Abstract: Two proteins with seven transmembrane-spanning domains typical of guanosine-nucleotide-binding-protein-coupled receptors have been identified as cannabinoid receptors; the central cannabinoid receptor, CB1, and the peripheral cannabinoid receptor, CB2, initially described in rat brain and spleen, respectively. Here, we report the distribution patterns for both CB1 and CB2 transcripts in human immune cells and in several human tissues, as analysed using a highly sensitive and quantitative PCR-based method. CB1 was mainly expressed in the central nervous system and, to a lower extent, in several peripheral tissues such as adrenal gland, heart, lung, prostate, uterus, ovary, testis, bone marrow, thymus and tonsils. In contrast, the CB2 gene, which is not expressed in the brain, was particularly abundant in immune tissues, with an expression level 10-100-fold higher than that of CB1. Although CB2 mRNA was also detected in some other peripheral tissues, its level remained very low. In spleen and tonsils, the CB2 mRNA content was equivalent to that of CB1 mRNA in the central nervous system. Among the main human blood cell subpopulations, the distribution pattern of the CB2 mRNA displayed important variations. The rank order of CB2 mRNA levels in these cells was B-cells > natural killer cells >> monocytes > polymorphonuclear neutrophil cells > T8 cells > T4 cells. The same rank order was also established in human cell lines belonging to the myeloid, monocytic and lymphoid lineages. The prevailing expression of the CB2 gene in immune tissues was confirmed by Northern-blot analysis. In addition, the expression of the CB2 protein was demonstrated by an immunohistological analysis performed on tonsil sections using specific anti-(human CB2) IgG; this experiment showed that CB2 expression was restricted to B-lymphocyte-enriched areas of the mantle of secondary lymphoid follicles. These results suggest that (a) CB1 and CB2 can be considered as tissue-selective antigens of the central nervous system and immune system, respectively, and (b) cannabinoids may exert specific receptor-mediated actions on the immune system through the CB2 receptor.

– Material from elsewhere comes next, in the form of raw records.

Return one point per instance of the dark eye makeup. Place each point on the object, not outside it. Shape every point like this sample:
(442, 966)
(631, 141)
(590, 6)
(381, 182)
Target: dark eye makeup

The endogenous cannabinoid system controls extinction of aversive memories

Abstract: Acquisition and storage of aversive memories is one of the basic principles of central nervous systems throughout the animal kingdom. In the absence of reinforcement, the resulting behavioural response will gradually diminish to be finally extinct. Despite the importance of extinction, its cellular mechanisms are largely unknown. The cannabinoid receptor 1 (CB1) and endocannabinoids are present in memory-related brain areas and modulate memory. Here we show that the endogenous cannabinoid system has a central function in extinction of aversive memories. CB1-deficient mice showed strongly impaired short-term and long-term extinction in auditory fear-conditioning tests, with unaffected memory acquisition and consolidation. Treatment of wild-type mice with the CB1 antagonist SR141716A mimicked the phenotype of CB1-deficient mice, revealing that CB1 is required at the moment of memory extinction. Consistently, tone presentation during extinction trials resulted in elevated levels of endocannabinoids in the basolateral amygdala complex, a region known to control extinction of aversive memories. In the basolateral amygdala, endocannabinoids and CB1 were crucially involved in long-term depression of GABA (gamma-aminobutyric acid)-mediated inhibitory currents. We propose that endocannabinoids facilitate extinction of aversive memories through their selective inhibitory effects on local inhibitory networks in the amygdala.